Besides the implications of the current results for ASD, these experiments provide new insights into the processing of complex social scenes in neurotypicals. Given that previous studies have found upright faces emerge from suppression more quickly than inverted faces (Gray et al. 2013), and objects (Stein et al. 2012), it is unsurprising that social stimuli emerge more quickly than non-social stimuli. Previous findings have shown that complex visual scenes containing threat-related information are not preferentially processed over neutral scenes in CFS (Hedger et al. 2015). Using positively valenced visual scenes, ours is the first study to show the prioritisation of social content in CFS. Social interactions often involve responding to very quick or subtle cues, and having privileged access to such cues can potentially result in more efficient planning of responses.

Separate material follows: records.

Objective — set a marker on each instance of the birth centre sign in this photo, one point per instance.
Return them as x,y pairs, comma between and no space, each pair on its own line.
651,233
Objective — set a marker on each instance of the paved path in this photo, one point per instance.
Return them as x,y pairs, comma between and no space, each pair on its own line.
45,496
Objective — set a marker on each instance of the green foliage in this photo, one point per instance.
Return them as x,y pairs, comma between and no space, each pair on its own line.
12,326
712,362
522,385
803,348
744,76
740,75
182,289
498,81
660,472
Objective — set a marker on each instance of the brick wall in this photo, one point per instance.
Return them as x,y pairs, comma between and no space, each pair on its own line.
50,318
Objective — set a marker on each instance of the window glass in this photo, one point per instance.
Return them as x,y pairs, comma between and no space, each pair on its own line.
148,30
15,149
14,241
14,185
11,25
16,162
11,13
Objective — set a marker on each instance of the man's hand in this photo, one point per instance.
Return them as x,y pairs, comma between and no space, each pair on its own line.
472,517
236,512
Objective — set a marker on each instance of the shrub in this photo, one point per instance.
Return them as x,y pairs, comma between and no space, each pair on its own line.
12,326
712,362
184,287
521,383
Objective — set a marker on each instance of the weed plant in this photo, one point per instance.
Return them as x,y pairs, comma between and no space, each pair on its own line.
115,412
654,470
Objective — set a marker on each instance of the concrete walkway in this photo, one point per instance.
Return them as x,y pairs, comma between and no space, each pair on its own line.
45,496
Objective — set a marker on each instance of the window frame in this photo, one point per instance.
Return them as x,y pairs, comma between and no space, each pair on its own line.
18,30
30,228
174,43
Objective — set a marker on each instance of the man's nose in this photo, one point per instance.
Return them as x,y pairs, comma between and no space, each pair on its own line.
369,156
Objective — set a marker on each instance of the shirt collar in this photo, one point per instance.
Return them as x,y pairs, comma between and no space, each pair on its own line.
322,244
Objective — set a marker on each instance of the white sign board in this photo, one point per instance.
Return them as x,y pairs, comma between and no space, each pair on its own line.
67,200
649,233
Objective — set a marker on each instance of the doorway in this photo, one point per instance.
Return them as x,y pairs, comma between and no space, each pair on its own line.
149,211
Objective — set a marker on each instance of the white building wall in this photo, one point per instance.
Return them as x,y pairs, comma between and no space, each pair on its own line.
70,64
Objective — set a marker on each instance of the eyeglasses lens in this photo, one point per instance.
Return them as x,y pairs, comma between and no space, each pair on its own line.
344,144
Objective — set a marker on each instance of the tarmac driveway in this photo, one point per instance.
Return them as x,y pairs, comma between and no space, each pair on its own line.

In conclusion, these two experiments demonstrate an advantage for rewarding social stimuli to receive prioritised visual processing compared to similarly valenced nonsocial stimuli. This difference is not explained by stimulus features, as inverted and negated versions of these stimuli do not show this observed advantage. Crucially, no such advantage for social stimuli is seen in individuals with ASD. These results are informative for the social motivation model of understanding the ASD phenotype, by providing fresh evidence on the processing of social stimuli from early visual mechanisms.